It is down almost $300 from its high in less than a month…

Should you be worried?

Well, that depends on your perspective…

As I have mentioned in recent articles…

Gold sells are often used to cover margin calls triggered by a falling stock market…

And also that gold and silver have recently begun behaving somewhat like currencies…

The big difference is that gold and silver don’t have an economy behind them…

Which is why US Treasuries are rallying…

They are perceived to be safer than any other currency…

And are actually much more useful than gold.

But if you really want something to worry about…

The fall in the price of copper is what should be keeping you up at night…

It certainly is keeping Ben Bernanke up at night…

And for very good reason.

Why would that be?

Because copper, not gold is the real economic indicator.

That is to say…

Gold is a traditional precious metal…

And, in financially turbulent times, it has been a “holder of value” for many investors…

And lately, as the price of gold has skyrocketed…

It has been the ultimate measure of fear, doubt, and distrust in the global financial system among people and governments around the world…

But copper?

It is merely is the indicator of manufacturing activity.

Because when we talk about economic and industrial activity, copper is the metal that really matters; not gold.

When the price of copper rises, it is a hard indicator of an increase in manufacturing demand…

This demand means there is an increase in industrial activity.

However, when the price of copper drops…

It means a drop in industrial activity…

This is a pretty relevant indicator, don’t you think?

And what has happened to the price of copper?

It has dropped 25% in the past 2 weeks.

That’s right; the price of copper has gone down from $4.20 to below $3.25 a pound...

And it’s still dropping.

What is also relevant is which economy has the highest demand for copper…

That would be…China.

China consumes a whopping 37% of the world’s copper.

Compare that with Europe consuming 19%, and North America consuming only 11%.

So what’s going on?

Manufacturing activity in China, as measured by the Manufacturing Purchasing Managers index has dropped…

On September 22nd, it went down to the 49.4 level…

Any number below 50 is a sign of lower activity in the Chinese economy.

That means only one thing…

That’s right; China’s economy is slowing down.

In economic terms, China’s economy is contracting.

Is it any wonder that when Italy and European financial institutions asked China for a bailout…

Gao Xiqing, President of China’s huge sovereign wealth fund, replied, “We are not saviors.  We have to save ourselves.”

Why is this important?

Several reasons.

That Italy and eurozone authorities would approach China for help, is a stark admission…
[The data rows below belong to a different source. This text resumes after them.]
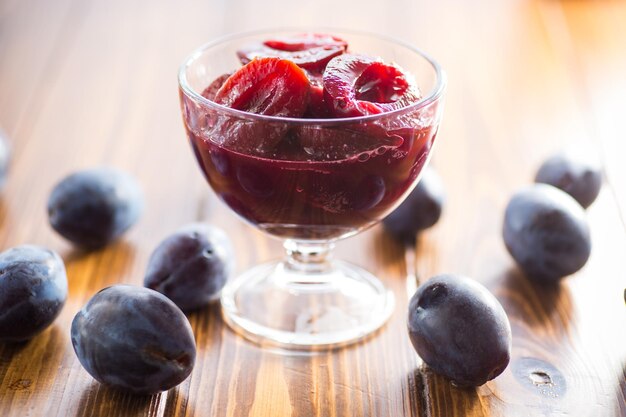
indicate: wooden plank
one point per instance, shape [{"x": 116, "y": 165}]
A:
[{"x": 103, "y": 91}]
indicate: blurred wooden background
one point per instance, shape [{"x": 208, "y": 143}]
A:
[{"x": 86, "y": 83}]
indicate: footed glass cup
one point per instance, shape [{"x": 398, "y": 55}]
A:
[{"x": 309, "y": 182}]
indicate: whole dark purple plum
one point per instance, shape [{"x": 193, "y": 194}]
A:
[
  {"x": 33, "y": 290},
  {"x": 460, "y": 330},
  {"x": 577, "y": 175},
  {"x": 94, "y": 207},
  {"x": 134, "y": 339},
  {"x": 546, "y": 232},
  {"x": 191, "y": 266},
  {"x": 421, "y": 209}
]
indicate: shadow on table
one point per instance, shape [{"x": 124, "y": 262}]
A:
[
  {"x": 430, "y": 394},
  {"x": 98, "y": 400},
  {"x": 17, "y": 371}
]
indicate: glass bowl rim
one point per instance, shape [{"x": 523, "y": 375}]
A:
[{"x": 434, "y": 95}]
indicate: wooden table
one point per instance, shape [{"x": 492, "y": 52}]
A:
[{"x": 86, "y": 83}]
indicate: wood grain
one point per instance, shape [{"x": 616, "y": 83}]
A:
[{"x": 86, "y": 83}]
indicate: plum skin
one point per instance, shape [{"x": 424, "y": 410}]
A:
[
  {"x": 191, "y": 266},
  {"x": 134, "y": 339},
  {"x": 546, "y": 232},
  {"x": 573, "y": 174},
  {"x": 421, "y": 210},
  {"x": 460, "y": 330},
  {"x": 33, "y": 291},
  {"x": 94, "y": 207}
]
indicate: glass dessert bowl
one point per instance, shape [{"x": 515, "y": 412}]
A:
[{"x": 311, "y": 180}]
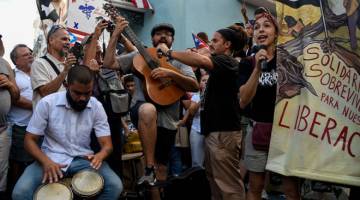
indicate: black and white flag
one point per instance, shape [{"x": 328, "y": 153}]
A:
[{"x": 47, "y": 10}]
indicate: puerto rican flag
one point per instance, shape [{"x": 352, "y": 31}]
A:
[
  {"x": 142, "y": 4},
  {"x": 198, "y": 42},
  {"x": 76, "y": 35},
  {"x": 83, "y": 17}
]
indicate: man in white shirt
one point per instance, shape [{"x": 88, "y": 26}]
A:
[
  {"x": 20, "y": 112},
  {"x": 66, "y": 119},
  {"x": 48, "y": 73}
]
That neither the European banks, the European Central Bank, nor the IMF are really not able to “save” Italy…or Europe.

But it also means that China is in rougher shape than many think…

It means that China is facing some formidable economic and social challenges…

And the truth is, at home, China has seen over 180,000 mass riots in 2010 against the government’s policies of land seizures, relocation, and rising food prices…

And, since China’s economy is export-driven, a contraction in China’s economy…

Means less export and less revenue to buy food, and…

It is an indication that the economic slowdown in China is really due to…

Economic contraction with its major export partners…

Such as the US, Europe and Japan.

Which brings us back to Ben Bernanke.

The 25% collapse in copper prices really is a sign that demand—in spite of massive stimulus spending…

Is not rising in the industrialized nations, but falling.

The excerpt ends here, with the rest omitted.